Speaking of food champions, Studd is a bit of a one himself. In 2005 he won a long-running legal battle with the Australian Government to overturn a ban on the importation of some traditional raw-milk cheeses such as Roquefort. The win subsequently led to a review of the Australian and New Zealand food standards in this area.

Important sources in the food world speak of Studd highly. In 2005 the French Guilde des Fromagiers named him a Maître Fromagier (Master of Cheese) and he is the guild’s only “Ambassadeur”. Two years later the French Government awarded him its prestigious Ordre du Mérite Agricole (Agricultural Order of Merit) for his efforts in defence of traditional cheese.

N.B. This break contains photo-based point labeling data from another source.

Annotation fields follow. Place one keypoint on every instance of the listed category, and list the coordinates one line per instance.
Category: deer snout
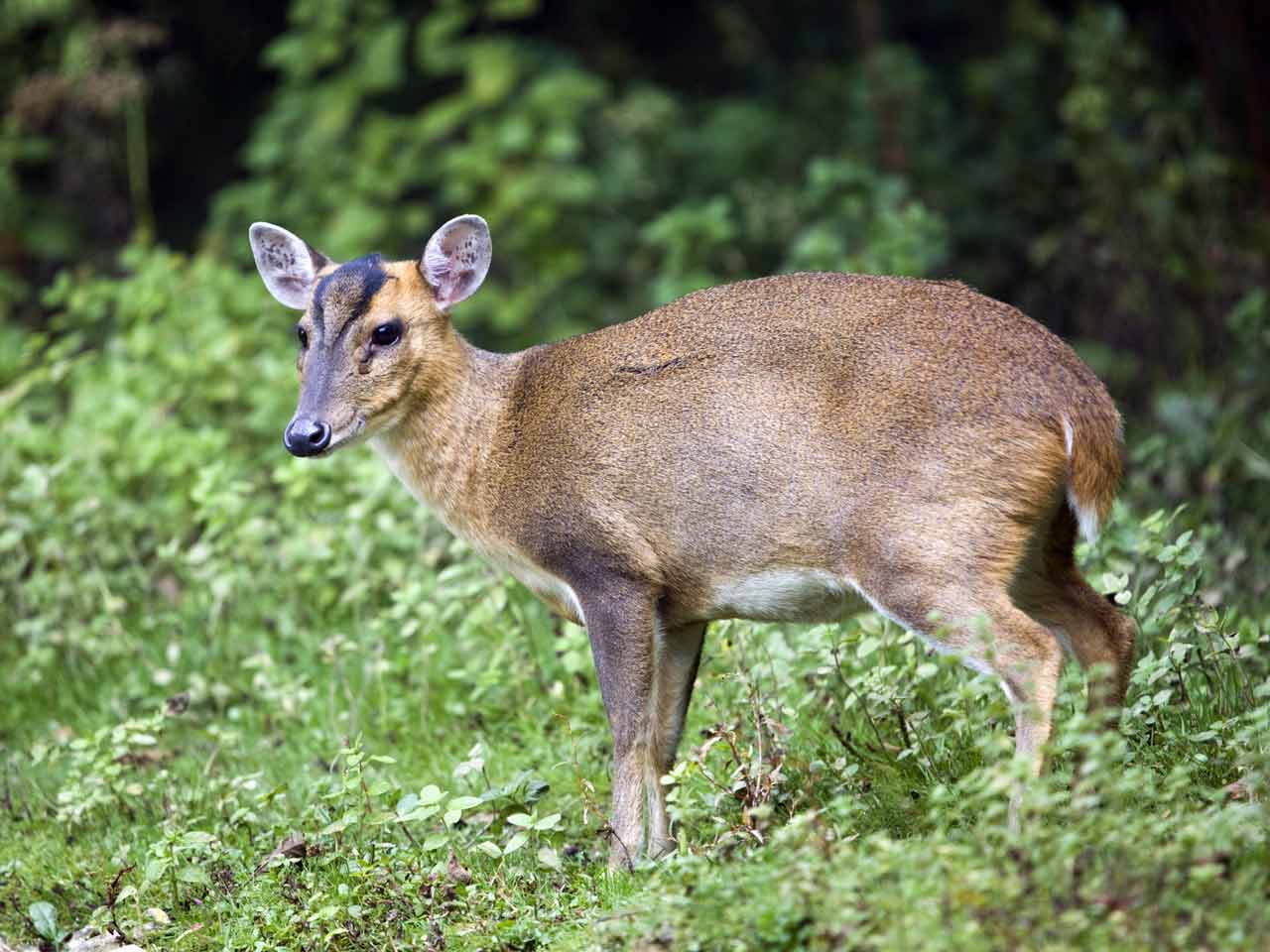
(307, 436)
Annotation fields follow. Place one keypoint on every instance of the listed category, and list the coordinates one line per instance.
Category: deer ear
(286, 263)
(456, 259)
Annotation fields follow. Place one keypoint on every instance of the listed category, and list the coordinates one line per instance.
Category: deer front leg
(679, 653)
(622, 629)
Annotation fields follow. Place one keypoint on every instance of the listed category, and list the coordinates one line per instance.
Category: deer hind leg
(1100, 636)
(677, 658)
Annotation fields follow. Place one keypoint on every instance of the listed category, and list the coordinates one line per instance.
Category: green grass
(209, 648)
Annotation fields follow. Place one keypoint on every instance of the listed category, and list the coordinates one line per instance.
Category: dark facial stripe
(352, 285)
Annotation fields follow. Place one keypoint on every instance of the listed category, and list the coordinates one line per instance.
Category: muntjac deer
(792, 448)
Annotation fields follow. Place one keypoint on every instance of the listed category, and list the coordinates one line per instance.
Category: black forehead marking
(349, 287)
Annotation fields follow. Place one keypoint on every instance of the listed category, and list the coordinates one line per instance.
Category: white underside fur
(1086, 517)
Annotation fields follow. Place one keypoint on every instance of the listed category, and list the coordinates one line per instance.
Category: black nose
(305, 436)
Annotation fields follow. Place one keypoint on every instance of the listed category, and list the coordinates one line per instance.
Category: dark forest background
(1103, 167)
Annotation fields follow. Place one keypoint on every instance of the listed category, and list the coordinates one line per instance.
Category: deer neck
(440, 445)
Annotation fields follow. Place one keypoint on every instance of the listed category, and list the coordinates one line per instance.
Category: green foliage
(602, 202)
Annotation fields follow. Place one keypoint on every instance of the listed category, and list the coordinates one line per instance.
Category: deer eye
(386, 334)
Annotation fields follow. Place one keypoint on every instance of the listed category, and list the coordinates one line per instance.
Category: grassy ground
(253, 702)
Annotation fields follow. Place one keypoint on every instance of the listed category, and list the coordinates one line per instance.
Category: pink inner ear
(453, 262)
(451, 286)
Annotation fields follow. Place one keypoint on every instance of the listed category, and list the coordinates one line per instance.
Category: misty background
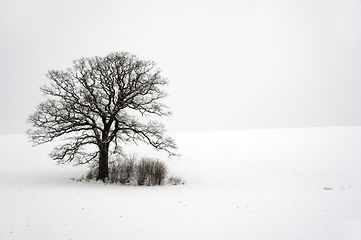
(232, 65)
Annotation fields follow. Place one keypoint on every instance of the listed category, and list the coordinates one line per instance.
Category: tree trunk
(103, 173)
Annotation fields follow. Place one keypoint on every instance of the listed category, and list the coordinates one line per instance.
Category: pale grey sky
(231, 64)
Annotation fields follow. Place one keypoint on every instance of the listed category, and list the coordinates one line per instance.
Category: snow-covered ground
(259, 184)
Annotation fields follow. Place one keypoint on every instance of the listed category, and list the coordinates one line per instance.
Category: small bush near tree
(147, 171)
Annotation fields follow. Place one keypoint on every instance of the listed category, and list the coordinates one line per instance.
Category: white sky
(231, 64)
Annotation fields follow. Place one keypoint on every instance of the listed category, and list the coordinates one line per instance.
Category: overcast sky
(231, 64)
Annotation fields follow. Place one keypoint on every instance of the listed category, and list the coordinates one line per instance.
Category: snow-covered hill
(259, 184)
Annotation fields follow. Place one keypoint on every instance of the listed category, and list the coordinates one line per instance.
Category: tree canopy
(102, 101)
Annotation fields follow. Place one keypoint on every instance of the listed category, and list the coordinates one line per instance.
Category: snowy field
(260, 184)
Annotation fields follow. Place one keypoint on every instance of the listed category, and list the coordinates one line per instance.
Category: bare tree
(99, 102)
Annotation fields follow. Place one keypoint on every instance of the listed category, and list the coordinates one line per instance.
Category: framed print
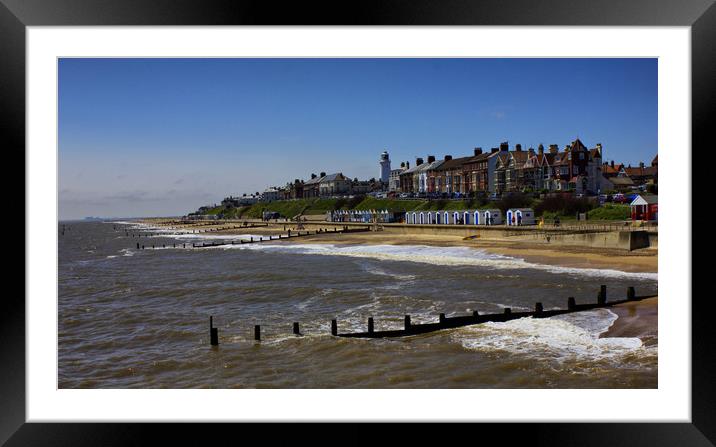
(412, 213)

Studd was also the inaugural chairman of the Australian Specialist Cheesemakers’ Association and partnered with Australian food doyenne Stephanie Alexander to open Richmond Hill Cafe and Cheese Larder in Melbourne. All of which is not bad, he admits, for the eldest child of a family of six, with no special background in food, who found himself managing a chain of delicatessens in London at the age of 22. His Australian wife was instrumental in his move down under in 1981 where, after a period of trepidation about Australia’s stringent import regulations, he decided to pursue the passion he had developed for cheese.

In the last three decades Studd has done much to expand the horizons of Australia’s (and the world’s) cheese industry: as a distributor and retailer of fine cheeses, as a mentor for cheese makers and as a media commentator and author.

But still, there’s the sense of urgency.

“If I want people to take away one thing from watching the series,” he says, “it’s the absolute importance of artisan traditions. We live in a world dominated by predictable industrial brands in which many cheese-making traditions nearly died out recently.

“Cheese is fundamentally about people and the passion and skill that they bring to creating it, and that’s why it’s so important that the incredible diversity of regional and artisan cheese is preserved. They’ve been there for ever. They’re part of our heritage.”